Background T-cell immunoglobulin- and mucin-domain-containing-3 (TIM-3) expression on tumor-infiltrating lymphocytes and myeloid-derived cells is associated with immune exhaustion and poor prognosis in patients with NSCLC.1 2 Cobolimab, an anti-TIM-3 monoclonal antibody, in combination with dostarlimab (a PD-1 inhibitor), has been shown to enhance T-cell activity in preclinical assessments.3

Objectives To assess the safety and efficacy of cobolimab plus dostarlimab in patients with advanced/metastatic NSCLC.
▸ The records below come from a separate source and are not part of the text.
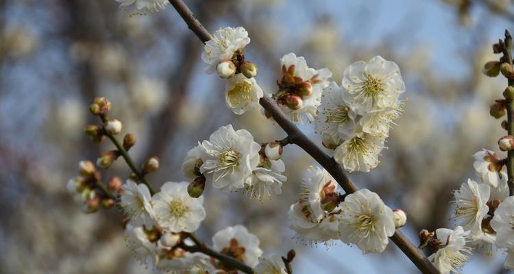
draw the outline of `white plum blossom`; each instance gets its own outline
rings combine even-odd
[[[398,66],[381,56],[367,63],[350,64],[343,73],[342,86],[350,94],[350,105],[360,115],[395,105],[398,96],[405,91]]]
[[[347,97],[344,88],[331,82],[323,89],[321,103],[317,108],[316,131],[330,136],[337,144],[350,138],[355,129],[356,114],[350,108]]]
[[[225,88],[225,103],[236,114],[242,114],[259,105],[259,99],[264,95],[255,78],[247,78],[238,73],[229,78]]]
[[[204,164],[201,160],[203,153],[204,150],[200,145],[188,151],[182,163],[182,172],[186,178],[194,179],[200,175],[200,166]]]
[[[494,212],[491,226],[496,232],[496,245],[514,248],[514,196],[505,199]]]
[[[238,225],[220,230],[212,236],[212,249],[243,262],[251,267],[258,263],[262,251],[259,239]]]
[[[482,149],[473,155],[473,167],[476,175],[485,184],[495,188],[507,181],[506,169],[498,164],[498,155],[493,151]]]
[[[130,223],[134,227],[145,225],[146,228],[151,229],[156,221],[148,187],[128,179],[121,186],[121,190],[123,194],[119,204],[123,212],[130,219]]]
[[[245,129],[234,131],[232,125],[220,127],[209,140],[201,142],[204,151],[200,172],[216,188],[235,190],[259,164],[260,145]]]
[[[287,177],[282,175],[286,166],[284,162],[279,159],[269,160],[265,165],[254,169],[252,175],[246,178],[245,191],[250,198],[256,197],[262,200],[265,197],[271,194],[282,194],[282,185]]]
[[[477,184],[470,179],[454,192],[455,196],[455,219],[458,225],[473,235],[482,232],[482,220],[489,210],[486,205],[489,199],[491,188],[485,184]]]
[[[127,245],[136,260],[153,269],[159,262],[159,250],[148,239],[143,227],[128,224],[125,228],[124,234]]]
[[[121,8],[125,8],[131,15],[145,15],[166,8],[169,3],[168,0],[116,0],[121,3]]]
[[[348,195],[338,215],[343,242],[357,245],[363,253],[381,253],[395,232],[393,210],[367,189]]]
[[[232,59],[236,51],[243,51],[249,42],[248,32],[243,27],[227,27],[216,31],[206,42],[201,53],[201,60],[206,64],[206,72],[216,72],[218,64]]]
[[[441,274],[459,272],[471,255],[471,248],[466,246],[469,232],[458,226],[454,230],[439,228],[435,231],[437,239],[444,245],[428,257],[428,260]]]
[[[165,231],[193,232],[206,217],[204,197],[192,198],[188,183],[164,183],[160,192],[151,198],[157,223]]]
[[[334,159],[348,172],[369,172],[380,163],[384,138],[360,131],[337,147]]]
[[[278,255],[259,258],[259,264],[255,267],[255,272],[257,274],[287,274],[286,265]]]
[[[280,66],[284,73],[282,88],[286,94],[295,95],[301,99],[297,109],[292,109],[284,103],[279,105],[295,122],[300,124],[313,122],[321,103],[321,91],[328,86],[332,72],[326,68],[319,70],[310,68],[304,57],[297,57],[293,53],[284,55],[280,59]]]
Methods AMBER (NCT02817633) is a dose escalation and expansion, multicenter, open-label, Phase 1 study assessing cobolimab monotherapy and combinations in patients with advanced solid tumors. AMBER part 2B tested cobolimab and dostarlimab combination in patients with advanced/metastatic NSCLC previously treated with anti-PD(L)-1 therapy. Eligible patients received cobolimab (100, 300, or 900 mg IV) plus dostarlimab (500 mg IV) Q3W. The primary endpoint included objective response rate (ORR) per RECIST v1.1; secondary endpoints included disease control rate (DCR), immune-related (ir)-ORR and irDCR per irRECIST, overall survival (OS), and safety; exploratory endpoints included biomarker assessments (post hoc).
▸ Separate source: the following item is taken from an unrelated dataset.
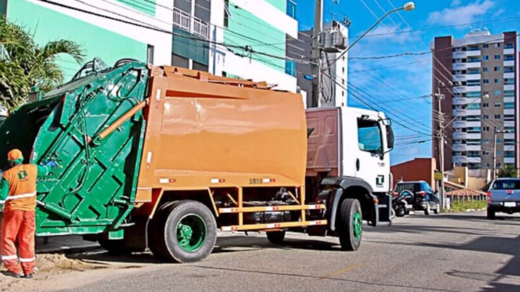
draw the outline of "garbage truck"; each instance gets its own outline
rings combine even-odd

Results Eighty-four patients were treated (mean age 65.9 years [range: 35–86]). The most common histologies were adenocarcinoma (69.0%) and squamous cell (26.2%), and 58.3% of patients had ≥3 prior treatment lines. At data cut-off (February 2023), across all doses, ORR was 8.3%, irORR was 9.5%, DCR was 21.4%, and irDCR was 25.0% (table 1). The highest ORR (9.8%) was observed in the cobolimab 300 mg cohort, which was ultimately selected as the recommended Phase 2 dose. Patients with irRECIST defined partial response or stable disease (n=12) had higher baseline TIM-3 immunohistochemistry (research use only assay) levels versus patients with progressive disease (n=22; p=0.013); a similar trend was observed for ORR. Patients with lower than median baseline systemic interleukin (IL)-6 and IL-8 correlated with a higher OS versus patients with higher than median baseline systemic IL-6 and IL-8 (table 2).

Treatment-emergent adverse events (TEAEs) ≥1 occurred in 98.8% of patients, most commonly: fatigue (42.9%), dyspnea (31.0%), and decreased appetite (27.4%); 54.8% of patients had Grade ≥3 TEAEs. In total, 52.4%, 13.1%, and 7.1% of patients had treatment-related adverse events (TRAEs), Grade ≥3 TRAEs, and serious TRAEs respectively; no TRAEs deaths were observed.

Conclusions Cobolimab plus dostarlimab showed early evidence of efficacy and acceptable safety in patients with advanced/metastatic NSCLC. Cobolimab plus dostarlimab and docetaxel versus standard of care is being evaluated in COSTAR, an ongoing Phase 2/3 study (NCT04655976) for patients with advanced NSCLC.

Acknowledgements The authors would like to thank the patients and their families for consenting to the study and analysis, the study coordinators and operations team in facilitating the study, and acknowledge Hasan H Jamal at GSK for their review and coordination of the abstract. Medical writing support was provided by Nicholas Thomas, at Fishawack Indicia, UK, part of Fishawack Health Ltd, and funded by GSK (213348; NCT02817633)..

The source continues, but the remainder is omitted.